The waves beside them danced; but they
Out-did the sparkling waves in glee:
A poet could not but be gay,
In such a jocund company:
I gazed -- and gazed -- but little thought
What wealth the show to me had brought:
For oft, when on my couch I lie
In vacant or in pensive mood,
They flash upon that inward eye
Which is the bliss of solitude;
And then my heart with pleasure fills,
And dances with the daffodils.

I still love this poem even after seeing it endlessly repeated in fancy type on countless picture postcards featuring views of Ullswater or Grasmere and, indeed, even though I always think straight after of the Beano parody which featured Plug of the Bash Street Kids and went something like this:

I wander'd lonely as a cloud
That floats on high o'er vales and hills,
The reason is I've skipped off school
Pretending that I'm ill.

I snapped these, not beside a lake, but in the grounds of Magdalen College (I managed to crop out the tossed away kebab van containers that lay amongst them - don't you just love Oxford students?) as I was heading to the local bead emporium after the boyfriend's degree ceremony in the morning.

R wonders if primary colours really suit him

The boyfriend is now officially D.Phil'd - although if he thinks I'm addressing him as "doctor" he's got another think coming, there's only one Doctor as far as I'm concerned.

Happily Bluestocking Ruth was also getting her MSt. at the same ceremony so I could support her too.

Ruth models the latest spring fashions

Enough of all this. "Where's the knitting content?" I hear you cry. Well I made really good prgress on the secret project today on my somewhat stressful journey up north (at one point it took the combined powers of June Whitfield as Miss Marple on the ipod, the Yarn Harlot in book form, and my knitting to keep me sane) but secret projects don't really make for good blog fodder. Let me give you a sample:

Well I ______ed the ______ before _______ing the ________ and _____ing the ______. Then I ______ed the ______ and _______ed in the _____ _____s and I was really happy with the result. Here's a pic ... no, sorry, can't show you that either.
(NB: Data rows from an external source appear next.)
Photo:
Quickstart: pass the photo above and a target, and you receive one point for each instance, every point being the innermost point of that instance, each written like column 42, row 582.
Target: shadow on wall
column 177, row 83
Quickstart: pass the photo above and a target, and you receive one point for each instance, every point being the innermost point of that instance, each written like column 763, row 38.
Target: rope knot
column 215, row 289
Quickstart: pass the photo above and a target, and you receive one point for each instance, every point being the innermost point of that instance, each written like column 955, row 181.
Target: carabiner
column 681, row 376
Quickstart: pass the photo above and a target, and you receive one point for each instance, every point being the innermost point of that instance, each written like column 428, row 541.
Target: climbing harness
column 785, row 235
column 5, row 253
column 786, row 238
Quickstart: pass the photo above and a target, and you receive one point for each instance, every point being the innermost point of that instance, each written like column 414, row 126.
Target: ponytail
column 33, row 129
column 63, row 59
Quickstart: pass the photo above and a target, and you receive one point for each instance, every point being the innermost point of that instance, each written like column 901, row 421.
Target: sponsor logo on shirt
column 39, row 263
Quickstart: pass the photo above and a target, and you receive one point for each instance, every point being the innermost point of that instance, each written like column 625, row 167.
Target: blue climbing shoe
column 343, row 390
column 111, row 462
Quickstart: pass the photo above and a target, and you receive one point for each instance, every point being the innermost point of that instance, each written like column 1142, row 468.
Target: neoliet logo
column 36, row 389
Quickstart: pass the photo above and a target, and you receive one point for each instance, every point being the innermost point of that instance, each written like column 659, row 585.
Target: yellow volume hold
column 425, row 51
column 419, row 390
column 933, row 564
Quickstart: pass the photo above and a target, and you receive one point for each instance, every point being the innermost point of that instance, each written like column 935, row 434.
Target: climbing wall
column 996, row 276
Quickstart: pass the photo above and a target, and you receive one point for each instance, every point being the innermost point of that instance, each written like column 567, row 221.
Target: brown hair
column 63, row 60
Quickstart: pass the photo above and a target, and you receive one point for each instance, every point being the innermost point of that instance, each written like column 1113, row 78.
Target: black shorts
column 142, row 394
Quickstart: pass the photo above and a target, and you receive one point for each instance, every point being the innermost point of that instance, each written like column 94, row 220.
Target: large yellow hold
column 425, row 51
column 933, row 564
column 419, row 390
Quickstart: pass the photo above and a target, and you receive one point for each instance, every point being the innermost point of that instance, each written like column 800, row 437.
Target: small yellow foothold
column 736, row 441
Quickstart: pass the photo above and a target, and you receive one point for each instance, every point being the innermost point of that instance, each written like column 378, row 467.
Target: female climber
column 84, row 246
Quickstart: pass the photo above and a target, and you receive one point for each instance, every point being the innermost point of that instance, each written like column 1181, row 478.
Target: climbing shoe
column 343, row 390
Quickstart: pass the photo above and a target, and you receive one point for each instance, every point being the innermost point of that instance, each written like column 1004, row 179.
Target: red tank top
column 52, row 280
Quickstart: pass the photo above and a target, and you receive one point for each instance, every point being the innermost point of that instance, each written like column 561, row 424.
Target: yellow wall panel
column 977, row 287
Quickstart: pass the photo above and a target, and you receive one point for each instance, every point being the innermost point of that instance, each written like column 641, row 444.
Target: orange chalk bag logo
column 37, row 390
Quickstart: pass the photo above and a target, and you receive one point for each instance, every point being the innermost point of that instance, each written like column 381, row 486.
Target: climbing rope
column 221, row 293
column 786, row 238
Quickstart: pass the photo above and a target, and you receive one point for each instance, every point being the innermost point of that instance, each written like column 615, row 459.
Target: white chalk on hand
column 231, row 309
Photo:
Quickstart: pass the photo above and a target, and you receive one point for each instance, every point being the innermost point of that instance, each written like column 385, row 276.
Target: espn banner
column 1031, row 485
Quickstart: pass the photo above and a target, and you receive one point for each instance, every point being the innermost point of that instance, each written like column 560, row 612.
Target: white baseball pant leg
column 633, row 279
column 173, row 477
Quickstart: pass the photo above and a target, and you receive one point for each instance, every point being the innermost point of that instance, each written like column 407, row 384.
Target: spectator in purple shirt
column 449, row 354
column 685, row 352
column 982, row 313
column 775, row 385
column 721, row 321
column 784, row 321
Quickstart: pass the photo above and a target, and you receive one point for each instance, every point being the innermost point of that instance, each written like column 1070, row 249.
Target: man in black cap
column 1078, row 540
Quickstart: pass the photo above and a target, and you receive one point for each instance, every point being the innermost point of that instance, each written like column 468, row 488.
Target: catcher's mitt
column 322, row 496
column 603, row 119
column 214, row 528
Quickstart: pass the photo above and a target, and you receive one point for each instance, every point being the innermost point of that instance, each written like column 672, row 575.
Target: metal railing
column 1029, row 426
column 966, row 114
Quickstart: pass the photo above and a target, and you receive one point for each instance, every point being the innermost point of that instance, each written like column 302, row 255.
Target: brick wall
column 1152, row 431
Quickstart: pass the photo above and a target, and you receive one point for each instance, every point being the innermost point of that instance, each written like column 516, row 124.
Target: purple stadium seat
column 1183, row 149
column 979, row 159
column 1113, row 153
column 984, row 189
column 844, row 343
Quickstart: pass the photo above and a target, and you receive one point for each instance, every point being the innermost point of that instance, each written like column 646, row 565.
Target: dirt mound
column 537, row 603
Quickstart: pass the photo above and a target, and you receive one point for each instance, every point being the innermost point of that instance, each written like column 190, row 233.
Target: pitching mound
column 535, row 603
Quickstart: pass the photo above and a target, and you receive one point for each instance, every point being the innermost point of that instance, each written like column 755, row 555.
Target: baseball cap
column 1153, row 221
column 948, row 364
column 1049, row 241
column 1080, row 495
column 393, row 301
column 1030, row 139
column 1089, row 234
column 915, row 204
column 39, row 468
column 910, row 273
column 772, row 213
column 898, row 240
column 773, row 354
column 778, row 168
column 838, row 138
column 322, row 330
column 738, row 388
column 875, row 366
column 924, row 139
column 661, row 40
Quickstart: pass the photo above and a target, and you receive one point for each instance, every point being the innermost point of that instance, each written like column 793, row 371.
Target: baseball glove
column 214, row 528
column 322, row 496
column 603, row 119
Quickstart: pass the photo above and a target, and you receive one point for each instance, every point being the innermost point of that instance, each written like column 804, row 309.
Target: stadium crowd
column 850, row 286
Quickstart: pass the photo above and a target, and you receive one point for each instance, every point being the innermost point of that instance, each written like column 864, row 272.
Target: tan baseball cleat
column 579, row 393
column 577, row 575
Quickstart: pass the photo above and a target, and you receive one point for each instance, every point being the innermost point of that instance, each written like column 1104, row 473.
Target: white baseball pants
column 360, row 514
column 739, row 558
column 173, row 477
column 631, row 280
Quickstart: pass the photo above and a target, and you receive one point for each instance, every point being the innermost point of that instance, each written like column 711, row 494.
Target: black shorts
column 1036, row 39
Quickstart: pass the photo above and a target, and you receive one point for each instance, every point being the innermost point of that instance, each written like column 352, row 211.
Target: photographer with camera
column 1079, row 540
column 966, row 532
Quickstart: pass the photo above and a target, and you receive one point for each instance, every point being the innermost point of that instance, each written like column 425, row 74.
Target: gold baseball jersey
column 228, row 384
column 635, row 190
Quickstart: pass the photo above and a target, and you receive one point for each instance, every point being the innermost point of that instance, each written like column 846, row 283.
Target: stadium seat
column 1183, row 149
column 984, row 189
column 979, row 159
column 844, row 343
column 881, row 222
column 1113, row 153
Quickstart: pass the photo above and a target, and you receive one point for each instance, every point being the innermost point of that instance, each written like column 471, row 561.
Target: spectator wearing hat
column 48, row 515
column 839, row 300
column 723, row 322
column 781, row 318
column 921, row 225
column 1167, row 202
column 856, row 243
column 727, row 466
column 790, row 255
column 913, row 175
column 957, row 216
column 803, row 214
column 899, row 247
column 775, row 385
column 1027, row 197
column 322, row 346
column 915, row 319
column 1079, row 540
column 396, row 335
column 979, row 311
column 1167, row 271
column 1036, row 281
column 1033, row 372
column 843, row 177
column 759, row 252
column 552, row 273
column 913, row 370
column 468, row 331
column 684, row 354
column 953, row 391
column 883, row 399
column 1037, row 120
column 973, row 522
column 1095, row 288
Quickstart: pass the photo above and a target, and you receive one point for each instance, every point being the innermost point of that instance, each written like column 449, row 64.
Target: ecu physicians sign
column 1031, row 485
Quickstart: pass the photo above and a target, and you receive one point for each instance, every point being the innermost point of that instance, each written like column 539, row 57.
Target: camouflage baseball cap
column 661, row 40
Luckily for you I cast on a lengthwise garter stitch scarf last night with the fancy Italian yarn that the boyfriend's sister gave me for Christmas. Ever since I learnt how to do the long-tail cast-on for Tatami I've been looking everywhere for excuses to use it and a project which involved casting on 100* stitches in bulky yarn of variable thickness on 10mm needles seemed as ideal candidate.

Lengthways garter stitch scarf

I knit 12 rows in garter stitch and then cast off with the EZ sewn bind-off (fortunately the thin bit of the yarn is just thin enough for my big darning needle). The result, pre-block, is a skinny scarf, just long enough to go twice around my neck and tie in a knot leaving two short tails. Tomorrow I'll be blocking it (hopefully wider and a bit longer) and adding tassels (yay).

* This was pure luck! I cast on stitches until I ran out of yarn and needle and by some freak it worked out at 100.